NavigationTreeExpression - leaf node on navigation tree. Leaves represent projection structures of NEE. They contain Value which could be NewExpression/EntityReference.
OwnedNavigationReference - Since owned navigations are not expanded (since they map differently in different providers). This remembers such references so that they can still be treated like navigation.
IncludeTreeNode - Tree structure of includes for given entityType in EntityReference.

Sub-expression visitors:

ExpandingExpressionVisitor - Expands navigations in the given tree for given source. Also expands navigations for includes if passed the flag.
IncludeExpandingExpressionVisitor - Expands include tree. This is separate and needed because we may need to reconstruct parts of NewExpression to apply includes.
PendingSelectorExpandingExpressionVisitor - NEE remembers Pending selector so we don't expand navigations unless we need to. This visitor applies them when we need to.
ReducingExpressionVisitor - Removes custom expressions from tree and converts it to LINQ again.
EntityReferenceOptionalMarkingExpressionVisitor - Marks EntityReference as nullable when coming from Left Join. Nullability required to figure out if the navigation from this entity should be left join or inner join.
SelfReferenceEntityQueryableRewritingExpressionVisitor - Visitor to allow self reference of query root inside queryfilter/defining query.

Overall process:
When we start with query root, we create NEE with EntityReference. We apply defining query/query filters as needed. Then we translate other queryable methods. Mainly

Select will compose over in pending selector, remembering what is the final shape we need to project. We defer select till end so that we can reuse expanded navigations.
Methods which don't change shape of selector like Where/OrderBy will expand navigations in lambda and update NEE.
OrderBy/ThenBy are kept pending till we encounter ordering chain since we may need to expand navigations and ThenBy has to follow OrderBy.
Joins combine pending selectors from both sides and create new TransparentIdentifier preserving structures.
Include/ThenInclude - populate Include tree and this tree is passed around to appropriate entity reference when expanding.
Single result operators - They mark NEE as non-queryable.
Aggregate/All/Any - They apply pendingselector and apply aggregate operator and returns linq expression since they cannot be composed over and they don't have entity information anymore.
Skip/Take/Distinct/GroupBy/Set operations/Unknown methods - terminates current pending selector by applying it and restarts with new NEE.

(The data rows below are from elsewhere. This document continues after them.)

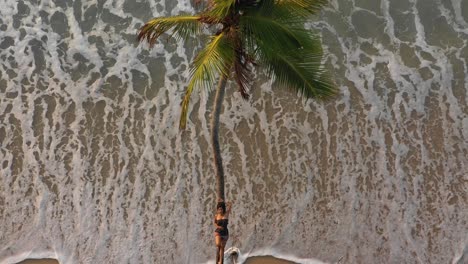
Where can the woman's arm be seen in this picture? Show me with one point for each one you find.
(216, 225)
(228, 209)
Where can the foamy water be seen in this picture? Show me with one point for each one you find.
(94, 169)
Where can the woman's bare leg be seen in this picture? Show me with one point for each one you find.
(219, 243)
(223, 245)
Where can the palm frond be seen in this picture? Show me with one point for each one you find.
(220, 9)
(182, 26)
(275, 32)
(302, 7)
(215, 60)
(300, 70)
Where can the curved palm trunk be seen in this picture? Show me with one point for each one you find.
(218, 161)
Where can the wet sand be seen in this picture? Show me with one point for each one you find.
(39, 261)
(251, 260)
(267, 260)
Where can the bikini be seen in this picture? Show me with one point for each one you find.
(222, 231)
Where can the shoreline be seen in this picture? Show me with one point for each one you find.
(249, 260)
(267, 260)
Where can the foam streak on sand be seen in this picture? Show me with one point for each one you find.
(93, 168)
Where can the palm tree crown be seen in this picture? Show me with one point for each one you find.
(247, 33)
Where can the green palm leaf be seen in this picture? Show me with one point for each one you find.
(301, 71)
(182, 26)
(215, 60)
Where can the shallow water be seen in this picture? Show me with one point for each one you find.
(94, 170)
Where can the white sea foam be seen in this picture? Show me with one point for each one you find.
(94, 170)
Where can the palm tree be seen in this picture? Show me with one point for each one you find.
(244, 34)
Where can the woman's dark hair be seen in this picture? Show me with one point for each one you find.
(221, 205)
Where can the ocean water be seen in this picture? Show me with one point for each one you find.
(93, 168)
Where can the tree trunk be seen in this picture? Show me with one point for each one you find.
(218, 161)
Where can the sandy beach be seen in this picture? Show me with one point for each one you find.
(251, 260)
(267, 260)
(39, 261)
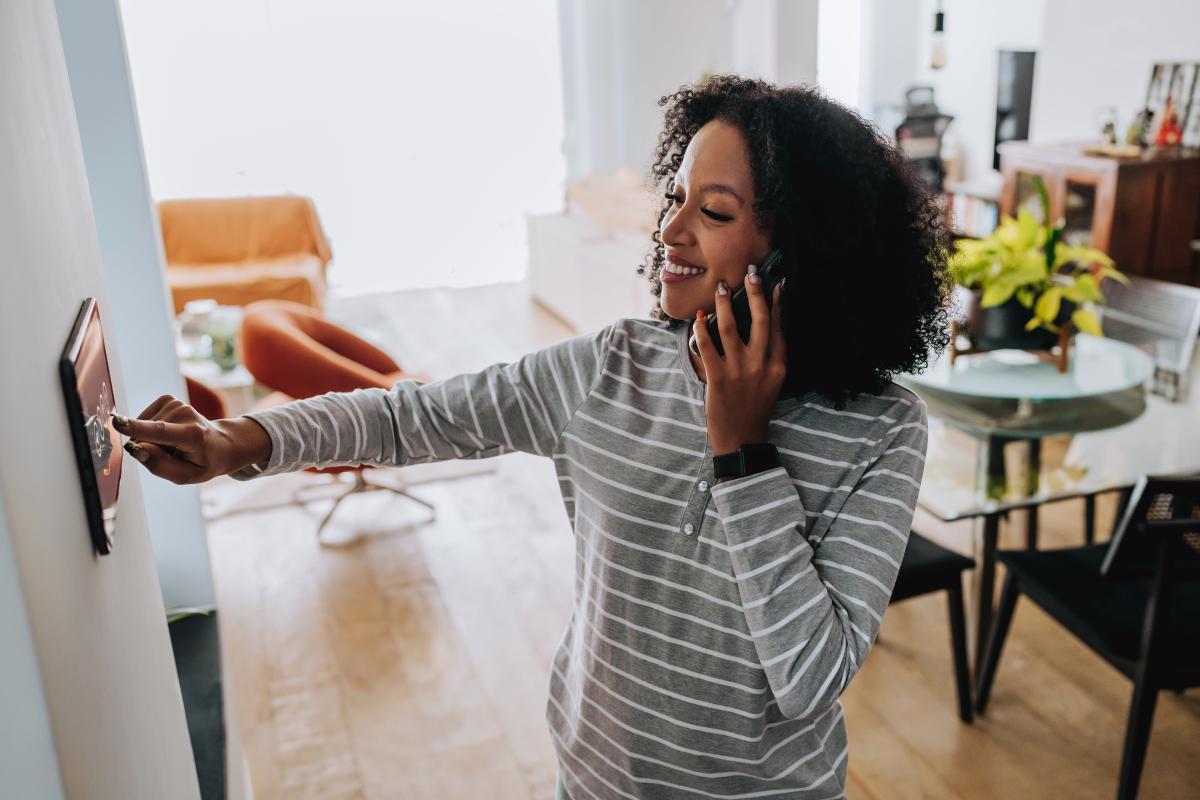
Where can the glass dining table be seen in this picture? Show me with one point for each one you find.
(989, 414)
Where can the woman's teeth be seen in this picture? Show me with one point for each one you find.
(682, 270)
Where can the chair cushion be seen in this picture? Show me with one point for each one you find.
(1107, 614)
(299, 280)
(928, 567)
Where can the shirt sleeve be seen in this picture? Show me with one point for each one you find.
(814, 611)
(522, 405)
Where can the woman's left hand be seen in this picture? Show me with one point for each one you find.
(744, 384)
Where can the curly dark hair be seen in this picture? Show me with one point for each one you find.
(863, 239)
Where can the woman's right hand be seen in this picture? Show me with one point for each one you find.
(175, 441)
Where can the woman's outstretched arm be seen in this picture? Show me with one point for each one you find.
(522, 405)
(814, 609)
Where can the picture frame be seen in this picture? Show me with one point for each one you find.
(90, 403)
(1176, 83)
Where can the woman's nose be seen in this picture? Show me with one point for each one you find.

There is bunch of code here and there to special case certain things like

ToList on collection navigation
Count on List
AsQueryable after collection navigation
Conversion to enumerable method is member is not a collection navigation which has AsQueryable.

Above is high level overview of how it works. Some of the things could change based on bugs but not expecting a lot of change in this area. Let me know if you have questions about how to handle specific method.

smitpatel on 12 Nov 2019

❤4 👀2

All 24 comments

It is the visitor which expands navigation. 😄
Sub-Expressions:

NavigationExpansionExpression - Stores information about current queryable. It's source, structure of projection, parameter type etc. This is needed because once navigations are expanded we still remember it to avoid expanding again.
EntityReference - remembers entityType in projection structure above.
NavigationTreeNode - a node in navigation binary tree. Navigation tree is structure of current parameter which would be transparent identifier. Hence binary structure. This allows to easily condense to inner/outer member access.
NavigationTreeExpression - leaf node on navigation tree. Leaves represent projection structures of NEE. They contain Value which could be NewExpression/EntityReference.
OwnedNavigationReference - Since owned navigations are not expanded (since they map differently in different providers). This remembers such references so that they can still be treated like navigation.
IncludeTreeNode - Tree structure of includes for given entityType in EntityReference.

Sub-expression visitors:

ExpandingExpressionVisitor - Expands navigations in the given tree for given source. Also expands navigations for includes if passed the flag.
IncludeExpandingExpressionVisitor - Expands include tree. This is separate and needed because we may need to reconstruct parts of NewExpression to apply includes.
PendingSelectorExpandingExpressionVisitor - NEE remembers Pending selector so we don't expand navigations unless we need to. This visitor applies them when we need to.
ReducingExpressionVisitor - Removes custom expressions from tree and converts it to LINQ again.
EntityReferenceOptionalMarkingExpressionVisitor - Marks EntityReference as nullable when coming from Left Join. Nullability required to figure out if the navigation from this entity should be left join or inner join.
SelfReferenceEntityQueryableRewritingExpressionVisitor - Visitor to allow self reference of query root inside queryfilter/defining query.

Overall process:
When we start with query root, we create NEE with EntityReference. We apply defining query/query filters as needed. Then we translate other queryable methods. Mainly

Select will compose over in pending selector, remembering what is the final shape we need to project. We defer select till end so that we can reuse expanded navigations.
Methods which don't change shape of selector like Where/OrderBy will expand navigations in lambda and update NEE.
OrderBy/ThenBy are kept pending till we encounter ordering chain since we may need to expand navigations and ThenBy has to follow OrderBy.
Joins combine pending selectors from both sides and create new TransparentIdentifier preserving structures.
Include/ThenInclude - populate Include tree and this tree is passed around to appropriate entity reference when expanding.
Single result operators - They mark NEE as non-queryable.
Aggregate/All/Any - They apply pendingselector and apply aggregate operator and returns linq expression since they cannot be composed over and they don't have entity information anymore.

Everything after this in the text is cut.